Pardon Me While I Scratch!
Sam Venable
Department of Irony
Here’s another reason to worry about global warming: It’s going to make poison ivy even nastier than it is today.
At least that’s the scenario envisioned by scientists studying the “greenhouse effect” created when massive amounts of fossil fuels are burned. Seems the resulting increase in carbon dioxide will provide ideal growing conditions for the plant we love to hate.
According to a story in Science News magazine, researchers at Duke University erected elevated pipes so trees and other plants growing in test plots could bathe in either (1) your basic, average, plain-brown-wrapper air or (2) air that was laced with extra carbon dioxide. Because plants take in carbon dioxide during the process of photosynthesis, it stands to reason they might prosper from additional doses.
Yowzers! Did they ever, especially the nefarious P.I.
Poison ivy treated with extra carbon dioxide grew at more than twice the rate of its noxious cousins subsisting on standard air. All told, poison ivy’s growth spurt was almost five times greater than other plant species!
Hold on. The picture gets worse.
Researchers discovered that “urushiol”—the oily substance within poison ivy which causes so much misery to humans—turned out to be 30 percent more potent in the plants enhanced with carbon dioxide.
So what does this bode over the next half-century if carbon dioxide levels increase exponentially as expected? It means we all need to grow sharper fingernails, for starters. Also, stock up on backscratchers, sandpaper, metal files, wood rasps, and other articles of abrasion.
Speaking as an expert who never met a chigger bite, ’skeeter welt, seed tick infestation, or poison ivy rash that couldn’t be improved with vigorous clawing, I say let the digging begin.
Oh, sure; I’ve heard medical advice to the contrary. You have, too. Doctors and mothers have preached it for years: “Don’t scratch that bite, welt, rash, and infestation. That’ll just make it worse, or else you’ll get it infected. Just put some of this (insert name of preferred ointment here) on it and leave it alone.”
Horsepuckey! What good is skin irritation if you can’t fight back? I say go down swinging. Or scratching, as the case may be.

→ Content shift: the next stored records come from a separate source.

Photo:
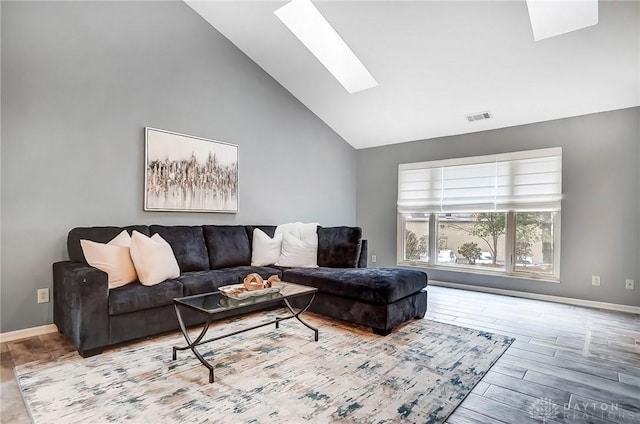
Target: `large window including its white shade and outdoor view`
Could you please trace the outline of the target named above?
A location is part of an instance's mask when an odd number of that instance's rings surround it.
[[[400,165],[398,263],[557,280],[561,163],[552,148]]]

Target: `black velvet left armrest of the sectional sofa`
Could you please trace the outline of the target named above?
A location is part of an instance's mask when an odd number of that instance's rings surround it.
[[[79,262],[53,264],[53,322],[82,356],[109,344],[107,274]]]

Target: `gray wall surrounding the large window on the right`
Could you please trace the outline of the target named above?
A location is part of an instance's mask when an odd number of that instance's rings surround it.
[[[640,306],[639,122],[640,108],[631,108],[359,150],[356,222],[376,265],[395,265],[398,164],[560,146],[561,283],[436,269],[429,278]]]

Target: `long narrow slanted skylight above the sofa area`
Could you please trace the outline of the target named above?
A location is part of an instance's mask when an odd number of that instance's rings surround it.
[[[311,0],[293,0],[274,13],[349,93],[378,85]]]

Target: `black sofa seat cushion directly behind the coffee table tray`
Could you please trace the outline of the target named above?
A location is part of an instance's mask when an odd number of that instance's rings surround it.
[[[282,272],[274,268],[237,266],[212,271],[186,272],[179,280],[184,286],[184,295],[192,296],[216,291],[221,286],[240,284],[244,277],[253,272],[260,274],[265,280],[272,275],[282,277]]]

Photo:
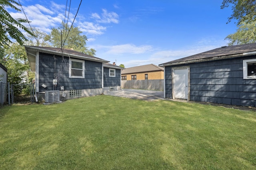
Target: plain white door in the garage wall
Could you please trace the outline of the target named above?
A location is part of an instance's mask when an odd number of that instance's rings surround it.
[[[188,99],[188,68],[173,70],[174,98]]]

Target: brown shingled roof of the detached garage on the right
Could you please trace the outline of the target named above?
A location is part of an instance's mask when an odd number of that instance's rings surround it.
[[[186,63],[196,63],[203,61],[211,61],[218,59],[227,59],[234,57],[241,57],[245,55],[251,55],[256,53],[256,43],[243,44],[243,45],[231,45],[224,46],[196,55],[191,55],[189,57],[184,57],[182,59],[170,61],[167,63],[159,64],[159,66],[168,66],[168,65],[177,65],[177,64],[186,64]]]

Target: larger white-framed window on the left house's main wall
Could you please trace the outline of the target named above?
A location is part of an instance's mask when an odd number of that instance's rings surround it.
[[[70,59],[69,77],[70,78],[84,78],[84,61]]]

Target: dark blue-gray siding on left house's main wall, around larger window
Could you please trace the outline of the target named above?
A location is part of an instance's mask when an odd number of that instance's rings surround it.
[[[60,86],[64,86],[65,90],[102,88],[102,63],[85,60],[84,78],[69,78],[68,57],[64,57],[64,60],[61,56],[54,57],[56,58],[56,79],[58,79],[56,90],[60,90]],[[54,57],[45,53],[39,55],[39,92],[53,90]],[[43,88],[42,84],[47,88]]]

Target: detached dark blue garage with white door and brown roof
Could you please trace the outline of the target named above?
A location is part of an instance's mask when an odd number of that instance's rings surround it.
[[[256,107],[256,43],[224,46],[159,64],[164,98]]]

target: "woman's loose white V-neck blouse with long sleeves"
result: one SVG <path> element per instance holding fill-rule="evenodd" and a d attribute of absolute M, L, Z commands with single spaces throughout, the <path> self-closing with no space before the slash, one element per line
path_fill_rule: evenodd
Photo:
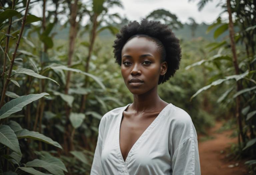
<path fill-rule="evenodd" d="M 128 105 L 102 117 L 91 175 L 201 174 L 193 122 L 187 112 L 171 103 L 143 132 L 124 161 L 119 131 L 123 111 Z"/>

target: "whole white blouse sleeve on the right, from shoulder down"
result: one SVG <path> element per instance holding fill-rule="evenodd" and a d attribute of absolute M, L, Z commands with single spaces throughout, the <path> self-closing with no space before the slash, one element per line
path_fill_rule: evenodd
<path fill-rule="evenodd" d="M 191 117 L 177 109 L 171 127 L 171 167 L 173 175 L 200 175 L 197 133 Z M 174 114 L 174 115 L 175 115 Z"/>

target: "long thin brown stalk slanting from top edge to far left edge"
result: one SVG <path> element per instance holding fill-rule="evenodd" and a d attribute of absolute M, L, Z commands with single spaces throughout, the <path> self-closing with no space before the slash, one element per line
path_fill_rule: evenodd
<path fill-rule="evenodd" d="M 10 82 L 10 77 L 11 77 L 11 74 L 12 74 L 12 67 L 13 67 L 13 64 L 14 64 L 14 60 L 16 58 L 17 50 L 18 50 L 18 47 L 19 47 L 19 44 L 20 44 L 20 40 L 21 40 L 23 31 L 24 31 L 24 27 L 25 27 L 25 22 L 26 22 L 26 19 L 27 19 L 29 3 L 30 3 L 30 0 L 27 1 L 27 5 L 26 5 L 26 9 L 25 9 L 25 14 L 24 14 L 24 17 L 22 19 L 22 25 L 21 25 L 19 37 L 18 37 L 18 40 L 17 40 L 17 43 L 16 43 L 16 47 L 15 47 L 13 55 L 12 55 L 12 60 L 11 60 L 8 76 L 7 76 L 6 80 L 5 80 L 5 84 L 4 84 L 4 87 L 3 87 L 3 92 L 2 92 L 1 101 L 0 101 L 0 108 L 4 104 L 5 93 L 6 93 L 7 86 L 9 84 L 9 82 Z"/>

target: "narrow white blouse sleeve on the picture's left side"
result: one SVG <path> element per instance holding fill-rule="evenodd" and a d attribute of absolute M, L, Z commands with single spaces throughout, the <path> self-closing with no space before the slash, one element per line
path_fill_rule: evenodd
<path fill-rule="evenodd" d="M 102 119 L 100 120 L 98 140 L 97 140 L 97 145 L 94 152 L 90 175 L 103 174 L 102 165 L 101 165 L 101 152 L 102 152 L 102 140 L 103 140 L 104 130 L 105 130 L 105 118 L 103 116 Z"/>

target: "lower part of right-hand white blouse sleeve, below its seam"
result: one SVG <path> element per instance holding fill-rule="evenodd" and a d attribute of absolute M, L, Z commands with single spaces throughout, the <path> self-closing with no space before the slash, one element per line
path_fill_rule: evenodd
<path fill-rule="evenodd" d="M 190 137 L 181 143 L 172 157 L 173 175 L 200 175 L 197 140 Z"/>

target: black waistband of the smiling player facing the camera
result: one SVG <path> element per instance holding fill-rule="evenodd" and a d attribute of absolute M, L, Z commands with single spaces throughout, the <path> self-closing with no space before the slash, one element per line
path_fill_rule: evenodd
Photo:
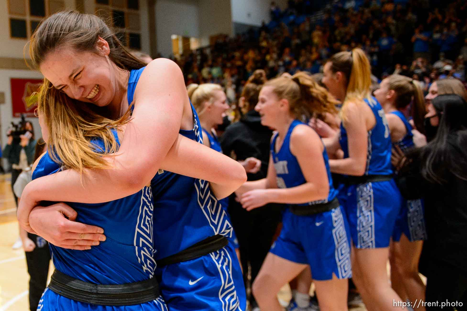
<path fill-rule="evenodd" d="M 228 244 L 225 236 L 217 234 L 210 236 L 183 251 L 157 261 L 157 267 L 163 267 L 177 262 L 186 262 L 209 253 L 215 252 Z"/>

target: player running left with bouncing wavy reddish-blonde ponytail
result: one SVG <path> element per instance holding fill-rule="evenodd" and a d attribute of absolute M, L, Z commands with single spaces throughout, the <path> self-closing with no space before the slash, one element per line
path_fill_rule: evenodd
<path fill-rule="evenodd" d="M 261 123 L 277 131 L 271 140 L 268 175 L 245 183 L 236 193 L 247 210 L 271 202 L 288 204 L 281 234 L 253 283 L 261 310 L 283 310 L 277 292 L 307 265 L 320 310 L 347 310 L 351 276 L 347 220 L 336 198 L 323 142 L 298 120 L 304 114 L 334 113 L 335 104 L 304 72 L 270 80 L 260 92 L 255 109 Z"/>

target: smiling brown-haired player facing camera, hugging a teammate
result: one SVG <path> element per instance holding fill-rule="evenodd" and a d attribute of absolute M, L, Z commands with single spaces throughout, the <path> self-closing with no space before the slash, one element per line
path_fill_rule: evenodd
<path fill-rule="evenodd" d="M 218 237 L 229 224 L 217 217 L 217 198 L 238 188 L 245 170 L 200 144 L 198 116 L 178 66 L 156 59 L 144 67 L 99 17 L 78 12 L 43 21 L 31 39 L 30 54 L 50 89 L 96 106 L 111 120 L 130 113 L 130 103 L 134 109 L 118 153 L 99 158 L 106 170 L 59 171 L 25 188 L 22 226 L 33 231 L 29 212 L 41 200 L 103 203 L 141 191 L 150 181 L 155 205 L 151 239 L 160 262 L 155 275 L 171 310 L 244 310 L 240 266 L 231 260 L 233 248 L 223 247 L 225 238 Z M 66 125 L 57 116 L 54 122 Z M 57 211 L 76 214 L 60 204 L 30 215 L 35 230 L 54 245 L 85 249 L 101 236 L 95 233 L 103 233 Z"/>

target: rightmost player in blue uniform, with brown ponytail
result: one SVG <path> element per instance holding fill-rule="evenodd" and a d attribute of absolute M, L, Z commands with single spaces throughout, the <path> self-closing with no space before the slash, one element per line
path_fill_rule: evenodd
<path fill-rule="evenodd" d="M 424 133 L 425 99 L 417 81 L 391 75 L 382 80 L 380 88 L 375 91 L 375 98 L 386 113 L 394 148 L 400 148 L 404 153 L 413 148 L 412 126 L 403 111 L 412 103 L 412 120 Z M 424 202 L 421 199 L 404 199 L 396 221 L 389 252 L 391 285 L 403 301 L 409 299 L 415 302 L 425 297 L 425 284 L 418 275 L 423 240 L 427 238 L 424 214 Z M 425 310 L 425 307 L 417 310 Z"/>

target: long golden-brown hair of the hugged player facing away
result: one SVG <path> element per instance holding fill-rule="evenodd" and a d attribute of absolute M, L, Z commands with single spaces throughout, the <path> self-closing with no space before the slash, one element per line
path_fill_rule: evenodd
<path fill-rule="evenodd" d="M 131 110 L 128 109 L 118 120 L 110 120 L 94 112 L 90 105 L 71 99 L 47 79 L 39 89 L 37 110 L 49 130 L 47 150 L 52 160 L 64 170 L 77 170 L 82 174 L 85 168 L 111 167 L 102 154 L 117 151 L 118 144 L 112 129 L 127 123 Z M 90 142 L 92 139 L 101 139 L 104 148 L 96 148 Z"/>

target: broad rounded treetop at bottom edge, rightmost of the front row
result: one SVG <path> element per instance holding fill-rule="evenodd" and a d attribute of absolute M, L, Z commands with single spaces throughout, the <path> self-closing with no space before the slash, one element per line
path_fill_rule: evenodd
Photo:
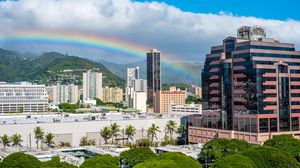
<path fill-rule="evenodd" d="M 290 154 L 269 146 L 259 146 L 242 152 L 259 168 L 298 168 L 299 163 Z"/>

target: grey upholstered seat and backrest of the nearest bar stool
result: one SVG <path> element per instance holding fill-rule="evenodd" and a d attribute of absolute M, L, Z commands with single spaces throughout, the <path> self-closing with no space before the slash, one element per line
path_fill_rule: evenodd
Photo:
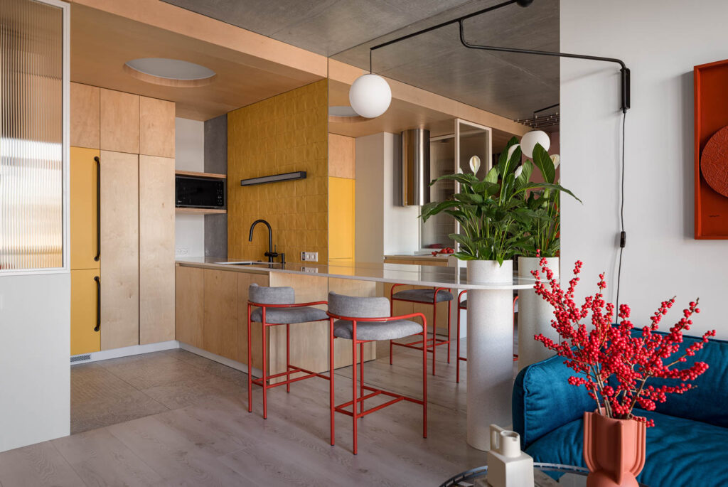
<path fill-rule="evenodd" d="M 328 293 L 328 310 L 331 314 L 352 318 L 389 317 L 387 298 L 360 298 Z M 347 320 L 336 320 L 333 334 L 339 338 L 353 338 L 353 324 Z M 422 333 L 422 325 L 410 320 L 389 322 L 357 321 L 357 340 L 394 340 Z"/>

Ten summers ago, I managed to attract the mother lode of seed ticks shortly before we left for vacation at the beach. Both of my ankles and lower legs were absolutely covered with red welts. They itched like a fireball.
But one day after a dip in the ocean, I discovered the perfect remedy: Walk ashore, coat your wet skin with fine powdery sand, sit down on your beach towel, rub your ankles and legs violently against each other, then run back into the ocean and let the brine sting away at your bloody flesh.
What? You say that’s about the nuttiest “medical advice” you ever heard? Yeah, that’s what my wife also was saying several weeks later, as the abrasion scabs up and down my legs finally started to heal.
But, boy-howdy, it sure felt good at the time!